The Blue Yeticaster is a podcasting microphone package that includes the Blue Yeti mic, a shockmount and a boom arm. The mic excels at recording the human voice, plus it has multiple pickup patterns that make it suitable for a variety of recording situations. We like it a lot – you get everything you need, and all parts are of a high enough quality to make the package great value.
First Impressions / Setting up
If you want to record a live show, a DJ mix show, a podcast, or record any other kind of content for use on the web, a decent microphone is a must. Recently we’ve been using the Blue Yeticaster here in the Digital DJ Tips studio, and this is our review of the complete set-up – mic, shock mount and boom arm.
It comes in a big, long, tapered cardboard box, with all the parts well packed and wrapped. One unpacked, you get the Blue Yeti mic (it’s quite a famous microphone in its own right), the Radius 3 shock mount (which the mic attaches to), and the Compass arm, which is the “boom” part of the set-up, designed to hold the mic right where you want it – especially useful when sat or stood at a desk.
It’s simple to assemble the parts, with the two joints of the arm having tension adjusters to make the arm loose enough to adjust but stiff enough to stay where you put it. There is a U-clamp for attaching to a table or workbench, and it is plenty deep enough for the deepest of worktops.
The mic and shockmount attach to the arm via a brass-coloured metal threaded attacher, which does need to be quite tight as it can come loose a little too easily otherwise.
This is a digital mic, which means the output is via a USB cable to your computer. A decent long cable is supplied to connect it.
The mic is usually best positioned hanging “upside down” with the boom keeping it in front of your face while itself not getting in your way – see the video. There’s an optional pop filter to stop sibilant sounds from your mouth, but I didn’t feel I needed it out of the box, and haven’t felt the need to get one in the time we’ve been testing it since, either.
If you want to use it for podcasting and don’t want to use your computer’s speakers for audio (a good move) there is a headphones socket and headphones volume control. You could equally though just use the usual headphones output on your laptop or desktop, which is actually how I use it.

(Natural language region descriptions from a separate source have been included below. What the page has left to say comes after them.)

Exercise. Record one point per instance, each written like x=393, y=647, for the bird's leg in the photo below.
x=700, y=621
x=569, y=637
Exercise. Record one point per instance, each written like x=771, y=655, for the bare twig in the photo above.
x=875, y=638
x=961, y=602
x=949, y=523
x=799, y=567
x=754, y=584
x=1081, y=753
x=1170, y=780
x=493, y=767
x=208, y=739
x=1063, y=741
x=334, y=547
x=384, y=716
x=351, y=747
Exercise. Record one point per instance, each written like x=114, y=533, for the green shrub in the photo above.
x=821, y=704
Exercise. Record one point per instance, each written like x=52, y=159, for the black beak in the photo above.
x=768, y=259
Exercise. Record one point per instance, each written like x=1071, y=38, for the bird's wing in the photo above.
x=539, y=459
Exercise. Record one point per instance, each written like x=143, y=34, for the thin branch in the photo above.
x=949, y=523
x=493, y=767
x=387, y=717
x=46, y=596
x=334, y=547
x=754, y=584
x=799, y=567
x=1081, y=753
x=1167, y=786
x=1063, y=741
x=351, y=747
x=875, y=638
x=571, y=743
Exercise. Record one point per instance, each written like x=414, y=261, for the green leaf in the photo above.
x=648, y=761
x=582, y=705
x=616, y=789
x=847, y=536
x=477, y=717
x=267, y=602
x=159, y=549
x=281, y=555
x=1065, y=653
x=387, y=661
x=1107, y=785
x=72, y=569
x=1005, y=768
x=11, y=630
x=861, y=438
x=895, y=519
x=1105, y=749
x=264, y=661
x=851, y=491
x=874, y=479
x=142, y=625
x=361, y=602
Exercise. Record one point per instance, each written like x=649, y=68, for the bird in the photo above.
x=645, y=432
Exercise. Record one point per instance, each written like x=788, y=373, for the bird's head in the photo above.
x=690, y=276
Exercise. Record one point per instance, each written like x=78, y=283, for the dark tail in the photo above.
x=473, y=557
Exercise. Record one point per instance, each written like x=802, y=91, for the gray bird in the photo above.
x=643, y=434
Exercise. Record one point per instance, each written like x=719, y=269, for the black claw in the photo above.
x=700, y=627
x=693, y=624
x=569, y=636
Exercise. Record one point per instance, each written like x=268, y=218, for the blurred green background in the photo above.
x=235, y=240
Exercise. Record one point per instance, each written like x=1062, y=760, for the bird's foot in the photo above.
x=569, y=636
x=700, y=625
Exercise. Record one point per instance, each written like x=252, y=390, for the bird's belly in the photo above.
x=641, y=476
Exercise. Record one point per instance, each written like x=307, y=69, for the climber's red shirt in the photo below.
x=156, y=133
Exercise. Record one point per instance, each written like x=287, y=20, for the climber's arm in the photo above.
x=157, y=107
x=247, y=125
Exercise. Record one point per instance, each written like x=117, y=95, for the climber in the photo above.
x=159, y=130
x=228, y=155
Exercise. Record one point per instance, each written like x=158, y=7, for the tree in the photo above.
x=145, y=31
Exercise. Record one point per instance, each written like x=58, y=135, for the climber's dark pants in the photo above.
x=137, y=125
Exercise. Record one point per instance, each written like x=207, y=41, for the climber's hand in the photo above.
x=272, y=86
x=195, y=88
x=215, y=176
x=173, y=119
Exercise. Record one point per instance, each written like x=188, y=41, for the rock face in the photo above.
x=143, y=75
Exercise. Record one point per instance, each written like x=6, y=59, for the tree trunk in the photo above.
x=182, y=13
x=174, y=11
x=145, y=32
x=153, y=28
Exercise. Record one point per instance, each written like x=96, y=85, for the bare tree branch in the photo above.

On the back of the mic are a gain control and a mic pickup pattern selector. Here are the settings:
TLDR; if you’re just recording your own voice, you’ll use it in cardioid mode.
Also on the back of the mic is a Gain control; I simply set this control at the lowest setting and adjusted the mic gain in my laptop; it appears that even at the lowest setting on the mic itself it’s plenty loud enough.
It has a full-range condenser mic sound, with quite flat midrange, giving a pleasing intimate tone, at the expense of some presence; certainly a great sound for listening to extended sections of speech – although you’ll want to make sure you duck music low enough when speaking over it with this mic so your voice cuts through.
In the accompanying video you’ll be able to heard this mic against a Rode dynamic lavalier mic; you’ll hear that although it sounds different to the Rode mic, it sounds great; what sound you prefer is really down to personal preference.
The Radius 3 shockmount does a good job of keeping the output clean, and I noticed its effects the most when using the mic attached to the workbench on which I was also DJing – vibrations were stopped before appearing as bass “thumps” in the signal.
Blue Microphones mics are well liked and respected, and the Yeti mic is a bit of a classic already. When combined with the Radius 3 shockmount and the Compass arm, it’s a ready-made system for podcasters, DJ mix show presenters and livestreamers, which performs well and offers great value for money.
Being a condenser mic it has that full, open sound I was speaking of earlier, and having the cardioid setting means that for rooms where you don’t have the luxury of complete silence, it’ll at least minimise any background noise. It’s good to have the other patterns available too, making it a flexible mix for further recording situations too.
Overall, we like it a lot – you get everything you need, and all parts are of a high enough quality to make the package great value.